Abre los ojos lentamente, como si te despertaras. Bosteza, pero sin necesidad de llevarte la mano a la boca. Parpadea varias veces antes de erguir el cuerpo empujándote hacia atrás con los brazos hasta quedar sentado. Abrázate a las rodillas entrelazando los dedos, inclina la cabeza. No te muevas. Ve levantándola poco a poco: los ojos bien abiertos, fijos al frente. Vuelve la mirada hacia ella y al hacerlo extiende una mano con la intención de acariciarle el cabello. Pero no la toques. Aguarda. Ahora sí: empieza a deslizar tu mano desde su nuca y ve bajándola suavemente hasta llegar a la cintura. Detente allí. Llévate esa misma mano a la frente y oprímete las sienes. Mírala de nuevo durante unos segundos, después cúbrela con la sábana teniendo cuidado de que tus dedos no rocen su piel. Gira todo el cuerpo para quedar sentado en dirección a la ventana. Esconde la cabeza entre tus manos antes de que mecánicamente busques en la mesita la cajetilla de cigarros. Enciende uno. Dale dos o tres fumadas y ponte de pie. Camina hacia la ventana como si tuvieras intención de descorrer las cortinas. No lo hagas. Sepáralas un poco nada más. Da a entender que hasta ese momento te das cuenta de la hora que debe ser. Piensa en ello y gira el cuerpo en dirección a la cama. Primero mira el despertador y luego mírala a ella. Sonríe con ternura y en seguida, acelerando tus movimientos, llégate al cuarto de baño. Entra. No cierres la puerta detrás de ti. Obsérvate en el espejo. Cierra y abre los ojos mientras con ambas manos, crispadas, te echas el cabello hacia atrás. Afloja el cuerpo, relájate.
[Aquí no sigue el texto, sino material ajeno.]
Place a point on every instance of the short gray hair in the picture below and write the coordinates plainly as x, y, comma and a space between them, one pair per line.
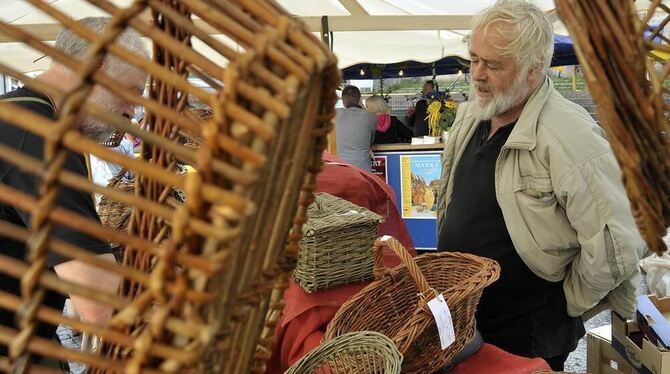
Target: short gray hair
531, 37
376, 104
76, 46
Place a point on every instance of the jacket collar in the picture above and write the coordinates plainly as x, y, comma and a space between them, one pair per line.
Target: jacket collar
524, 135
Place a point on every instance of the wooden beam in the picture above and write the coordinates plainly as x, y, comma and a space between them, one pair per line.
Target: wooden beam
354, 8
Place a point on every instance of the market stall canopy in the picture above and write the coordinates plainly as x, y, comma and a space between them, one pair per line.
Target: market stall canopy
564, 54
363, 31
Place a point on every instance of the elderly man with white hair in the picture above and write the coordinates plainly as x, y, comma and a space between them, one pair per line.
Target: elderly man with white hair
131, 78
529, 181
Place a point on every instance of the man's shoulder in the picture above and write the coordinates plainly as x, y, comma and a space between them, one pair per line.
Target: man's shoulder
29, 100
569, 124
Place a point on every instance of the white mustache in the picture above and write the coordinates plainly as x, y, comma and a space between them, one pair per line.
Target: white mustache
482, 86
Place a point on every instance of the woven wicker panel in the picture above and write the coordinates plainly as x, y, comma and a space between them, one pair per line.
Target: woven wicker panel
336, 247
362, 352
395, 304
627, 70
199, 278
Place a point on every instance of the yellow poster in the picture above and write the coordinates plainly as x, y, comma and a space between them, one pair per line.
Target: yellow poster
419, 181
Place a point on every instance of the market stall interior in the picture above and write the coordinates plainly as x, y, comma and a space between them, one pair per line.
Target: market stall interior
198, 276
238, 110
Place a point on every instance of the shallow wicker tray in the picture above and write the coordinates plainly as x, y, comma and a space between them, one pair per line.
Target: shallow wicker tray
395, 304
336, 247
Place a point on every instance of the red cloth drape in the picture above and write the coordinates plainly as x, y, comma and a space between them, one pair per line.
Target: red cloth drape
305, 316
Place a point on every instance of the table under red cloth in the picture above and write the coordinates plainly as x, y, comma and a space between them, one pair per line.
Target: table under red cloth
305, 317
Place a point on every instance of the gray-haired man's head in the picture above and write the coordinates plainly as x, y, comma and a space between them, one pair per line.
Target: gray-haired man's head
131, 77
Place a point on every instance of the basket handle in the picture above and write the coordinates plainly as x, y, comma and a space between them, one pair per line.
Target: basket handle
406, 259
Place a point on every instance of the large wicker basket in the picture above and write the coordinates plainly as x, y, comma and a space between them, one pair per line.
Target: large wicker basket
336, 247
625, 59
361, 352
395, 304
199, 278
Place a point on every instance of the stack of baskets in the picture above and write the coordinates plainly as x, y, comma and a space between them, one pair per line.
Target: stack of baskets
395, 304
336, 247
197, 277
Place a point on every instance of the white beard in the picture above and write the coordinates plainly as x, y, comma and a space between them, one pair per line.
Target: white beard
502, 101
95, 128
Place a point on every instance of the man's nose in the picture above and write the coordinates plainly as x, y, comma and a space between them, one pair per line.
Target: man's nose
478, 72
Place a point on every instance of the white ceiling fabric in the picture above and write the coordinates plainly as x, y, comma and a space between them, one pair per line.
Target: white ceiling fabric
394, 40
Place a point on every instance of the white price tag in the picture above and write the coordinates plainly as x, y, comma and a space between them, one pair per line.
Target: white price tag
445, 327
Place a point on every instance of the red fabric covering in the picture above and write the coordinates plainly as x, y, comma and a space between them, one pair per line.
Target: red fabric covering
305, 316
490, 356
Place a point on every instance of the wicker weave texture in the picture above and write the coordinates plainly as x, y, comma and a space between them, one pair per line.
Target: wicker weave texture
361, 352
395, 304
336, 247
198, 278
624, 56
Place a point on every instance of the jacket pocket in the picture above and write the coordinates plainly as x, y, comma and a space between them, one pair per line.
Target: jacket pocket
543, 216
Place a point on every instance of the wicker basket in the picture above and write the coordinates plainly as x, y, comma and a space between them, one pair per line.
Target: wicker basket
336, 247
361, 352
198, 278
395, 304
627, 73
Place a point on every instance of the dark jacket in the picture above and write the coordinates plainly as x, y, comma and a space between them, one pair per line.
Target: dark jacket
396, 133
417, 120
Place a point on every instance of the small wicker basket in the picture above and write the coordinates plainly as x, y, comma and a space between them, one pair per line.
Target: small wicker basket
395, 304
361, 352
336, 247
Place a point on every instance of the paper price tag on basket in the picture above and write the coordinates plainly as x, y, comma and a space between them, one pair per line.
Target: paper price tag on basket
445, 327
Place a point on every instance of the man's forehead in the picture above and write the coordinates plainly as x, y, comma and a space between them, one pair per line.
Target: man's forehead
493, 33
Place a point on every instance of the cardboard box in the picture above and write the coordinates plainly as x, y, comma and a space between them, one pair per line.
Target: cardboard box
601, 358
640, 353
652, 321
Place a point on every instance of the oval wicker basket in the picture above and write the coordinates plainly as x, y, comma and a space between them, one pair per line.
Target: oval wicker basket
336, 245
395, 304
361, 352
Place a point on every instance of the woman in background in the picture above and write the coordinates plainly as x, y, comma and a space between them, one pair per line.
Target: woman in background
389, 129
354, 129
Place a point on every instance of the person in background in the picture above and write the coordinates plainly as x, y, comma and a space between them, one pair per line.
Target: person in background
389, 129
416, 115
354, 130
79, 202
529, 181
103, 171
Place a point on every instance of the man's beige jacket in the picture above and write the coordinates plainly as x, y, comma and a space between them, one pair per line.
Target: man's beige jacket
559, 188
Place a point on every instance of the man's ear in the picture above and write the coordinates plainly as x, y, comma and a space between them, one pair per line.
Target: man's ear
534, 74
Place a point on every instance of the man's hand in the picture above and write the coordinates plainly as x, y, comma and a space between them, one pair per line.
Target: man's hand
84, 274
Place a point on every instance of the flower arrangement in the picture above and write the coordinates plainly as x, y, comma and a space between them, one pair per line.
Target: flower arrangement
441, 115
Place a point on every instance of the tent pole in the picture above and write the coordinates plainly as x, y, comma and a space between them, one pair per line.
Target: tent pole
326, 39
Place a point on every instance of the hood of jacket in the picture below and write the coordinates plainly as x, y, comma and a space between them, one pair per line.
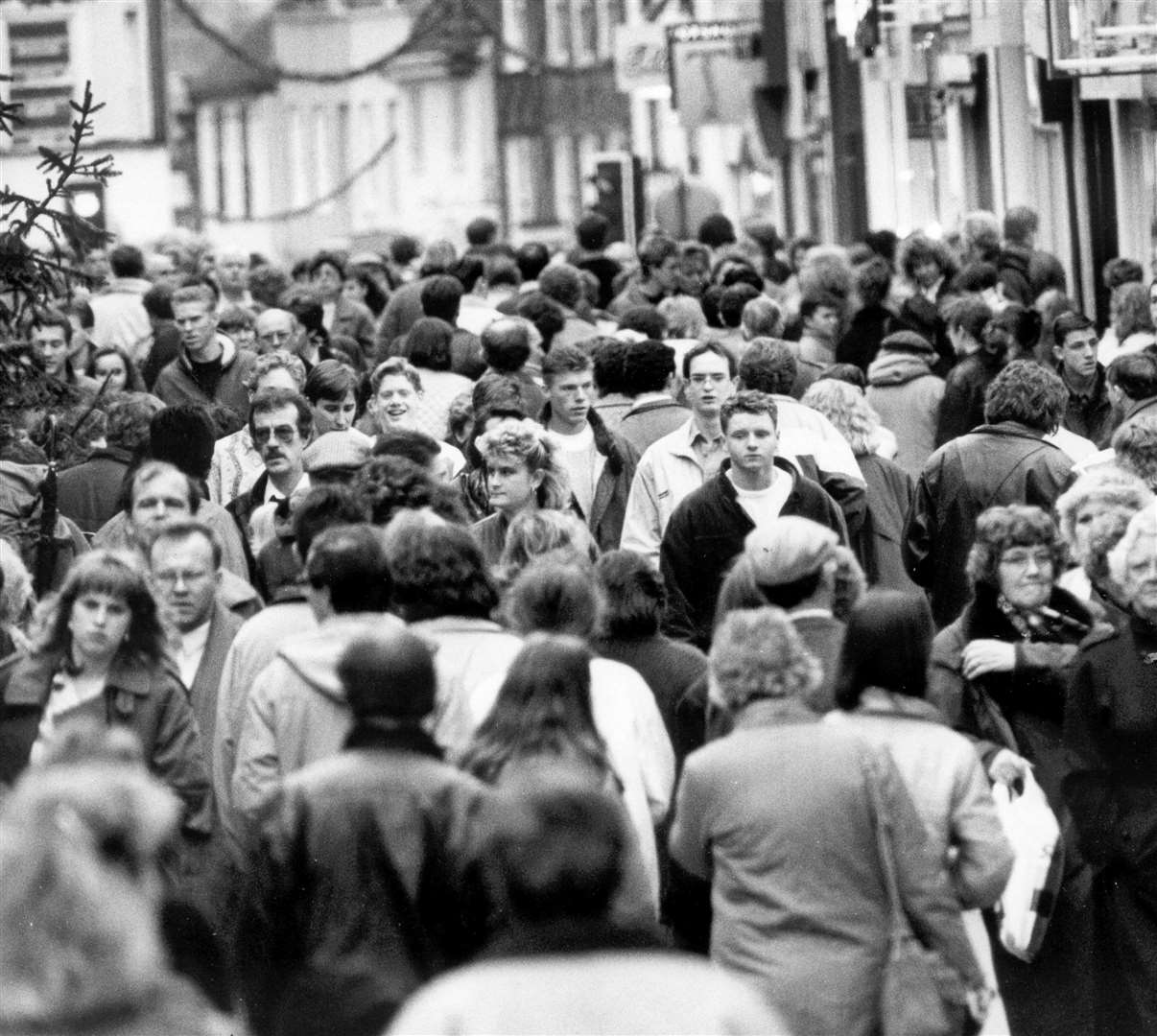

Ahora acciona hasta el on la palanquilla del calentador de gas. Ve a la regadera y abre la llave del agua caliente, después la del agua fría para templar la ducha a tu gusto. Comienza a desnudarte. Cuelga el saco y los pantalones de la piyama en el gancho empotrado en la loseta de mármol. Entra en la regadera. No te muevas. Que el agua escurra lentamente por tu rostro, que se detenga en el mentón, que ruede hasta el pecho, que descienda por tu cuerpo, por las piernas, los pies, que forme pequeños remolinos y se vaya poco a poco por la rejilla del desagüe.
Bien, Álex.
El director escénico se vuelve hacia Toño:
—¿No ha llegado Gladys?
—Parece que todavía no, señor.
—Cuando llegue me avisas. Dile que no se vaya sin verme. Me urge hablar con ella.
—Sí, señor.
Bien, Álex; no está del todo mal, pero recuerda que tus movimientos no deben ser puramente mecánicos. Ten en cuenta lo que este instante significa para ti. Ella no es como las otras, es la mujer que has estado buscando toda la vida, la única de la que puede llegar a enamorarse un hombre como tú. Presientes que te estás enamorando y eso te angustia. No sabes qué pensar. No quisieras pensar en nada y sin embargo estás pensando en ella y recordando todo lo que sucedió durante la madrugada. Concéntrate en tu estado de ánimo. Sufre. Atorméntate, Álex.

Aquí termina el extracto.